Displaced Sudanese wait to receive humanitarian aid at the Abu al-Naga displacement camp in the Gedaref State, some 420km east of the capital Khartoum on February 6, 2026. (AFP)
Displaced Sudanese wait to receive humanitarian aid at the Abu al-Naga displacement camp in the Gedaref State, some 420km east of the capital Khartoum on February 6, 2026. (AFP)

A drone attack by a notorious paramilitary group hit a vehicle carrying displaced families in central Sudan Saturday, killing at least 24 people, including eight children, a doctors’ group said.

The attack by the Rapid Support Forces occurred close to the city of Rahad in North Kordofan province, said the Sudan Doctors Network, which tracks the country’s ongoing war.

The vehicle transported displaced people who fled fighting in the Dubeiker area of North Kordofan, the doctors’ group said in a statement. Among the dead children were two infants, the group said.

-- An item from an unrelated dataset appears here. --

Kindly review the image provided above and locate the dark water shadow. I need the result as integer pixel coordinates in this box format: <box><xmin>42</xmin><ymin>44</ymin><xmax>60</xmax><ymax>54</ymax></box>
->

The doctors’ group urged the international community and rights organizations to “take immediate action to protect civilians and hold the RSF leadership directly accountable for these violations.”

There was no immediate comment from the RSF, which has been at war against the Sudanese military for control of the country for about three years.

Sudan plunged into chaos in April 2023 when a power struggle between the military and the RSF exploded into open fighting in the capital, Khartoum, and elsewhere in the country.

The devastating war has killed more than 40,000 people, according to UN figures, but aid groups say that is an undercount and the true number could be many times higher.

It created the world’s largest humanitarian crisis with over 14 million people forced to flee their homes. It fueled disease outbreaks and pushed parts of the country into famine.